Closed laiyunfan closed 1 year ago
I propose a workflow, @laiyunfan.
The source_concepts in zhang2019-oc-rgyal.tsv are the glosses for Middle and Old Chinese. In the same file, an annotation column (Cogtse_gloss) indicates the reall meaning of words in gyalrong languages/dialects. Should we separate concepts into two files? Or just add another column?
There are more than one column actually, Cogtse_gloss, Zbu_gloss, Japhug_gloss, etc. So more concepts must be mapped.
Please check "raw/Zhang2019_Concepts_updates_mapping.tsv" I added new concepts from the annotations. @laiyunfan please map the newly added concepts to concepticon. I will modify the script after the new concepts are linked.
Concepticon mapping need to be postpone till new concepticon conceptsets are merged into Concepticon_data master branch
So I stop reviewing the mapping for a while.
Where are we on this?
Where are we on this?
The progress now is waiting for Concepticon minor release and then refine the mapping.
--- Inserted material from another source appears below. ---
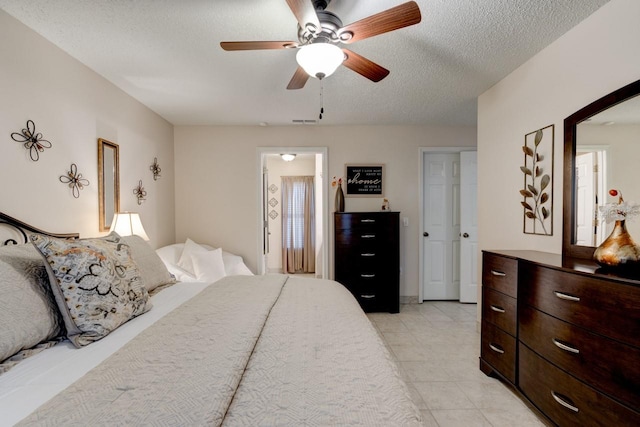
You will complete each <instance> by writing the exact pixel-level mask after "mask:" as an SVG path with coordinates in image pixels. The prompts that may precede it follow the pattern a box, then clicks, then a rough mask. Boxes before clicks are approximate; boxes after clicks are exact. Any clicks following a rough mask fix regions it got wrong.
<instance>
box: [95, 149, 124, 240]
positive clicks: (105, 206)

Ok, concepticon's been released now, right?
Nope, this dataset is too specific in my opinion, to link it to concepticon. Or do we link in general? If so, we'd need somebody to add this to concepticon.
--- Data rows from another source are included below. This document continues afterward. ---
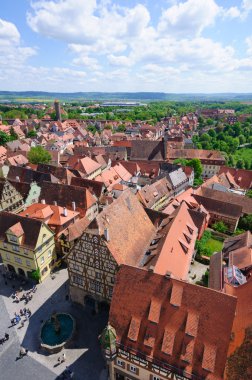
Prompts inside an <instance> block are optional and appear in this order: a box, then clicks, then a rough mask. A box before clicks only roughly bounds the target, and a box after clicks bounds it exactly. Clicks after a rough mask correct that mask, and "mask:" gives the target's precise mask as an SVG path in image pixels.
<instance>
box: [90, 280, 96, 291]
mask: <svg viewBox="0 0 252 380" xmlns="http://www.w3.org/2000/svg"><path fill="white" fill-rule="evenodd" d="M90 289H91V290H93V291H95V282H94V281H93V280H91V281H90Z"/></svg>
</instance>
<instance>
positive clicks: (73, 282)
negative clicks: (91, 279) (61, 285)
mask: <svg viewBox="0 0 252 380" xmlns="http://www.w3.org/2000/svg"><path fill="white" fill-rule="evenodd" d="M72 278H73V283H74V284H77V285H83V278H82V277H80V276H76V275H73V277H72Z"/></svg>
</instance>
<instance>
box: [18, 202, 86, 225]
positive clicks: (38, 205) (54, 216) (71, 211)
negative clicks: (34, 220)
mask: <svg viewBox="0 0 252 380" xmlns="http://www.w3.org/2000/svg"><path fill="white" fill-rule="evenodd" d="M64 210H65V211H64ZM19 215H21V216H29V218H33V219H41V220H42V221H46V222H48V225H49V226H50V225H52V226H63V224H65V223H66V222H68V221H70V220H72V219H74V218H75V217H76V216H77V215H79V212H76V211H72V210H67V209H65V208H64V207H61V206H56V205H46V204H42V203H33V204H32V205H31V206H29V207H27V209H26V210H24V211H22V212H21V213H20V214H19Z"/></svg>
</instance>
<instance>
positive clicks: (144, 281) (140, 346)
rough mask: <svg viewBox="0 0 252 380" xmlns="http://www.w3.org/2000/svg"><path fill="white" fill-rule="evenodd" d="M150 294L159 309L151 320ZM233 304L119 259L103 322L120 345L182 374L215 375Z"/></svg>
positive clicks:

Okay, @MacyL, @laiyunfan, I just checked the dataset. It looks like you can just add the concept list to concepticon, as you know it. Can I ask you to make a mapping proposal soon? Maybe @laiyunfan you could do the mapping and submit to Concepticon, and @MacyL you could manage the PR and the reviewers? Leave concepts in doubt just unmapped, this will be fine.
I can help with that.
Ok
@LinguList This is one of the last lists that is missing in concepticon. However, there are some issues on which you might be able to help:
There is also a lot of confusion in the raw/ folder, including four different concept-files. How do we best proceed with this?
In fact, the data is fine now, and we can close this issue. The confusion was a bit that I had forgotten that the problems had already been fixed, or that we did not close the issue. I recently check the data, and my update from last week should make everything clear. The raw folder is a mess, but the CLDF data is not.
As far as I am aware, no Zhang-2019-122 is in the concepticon, the list is only in etc in this repo, and should be removed from there.
I just did that.
So this datasets can be considered to have been fixed and brought up to Concepticon 3.0.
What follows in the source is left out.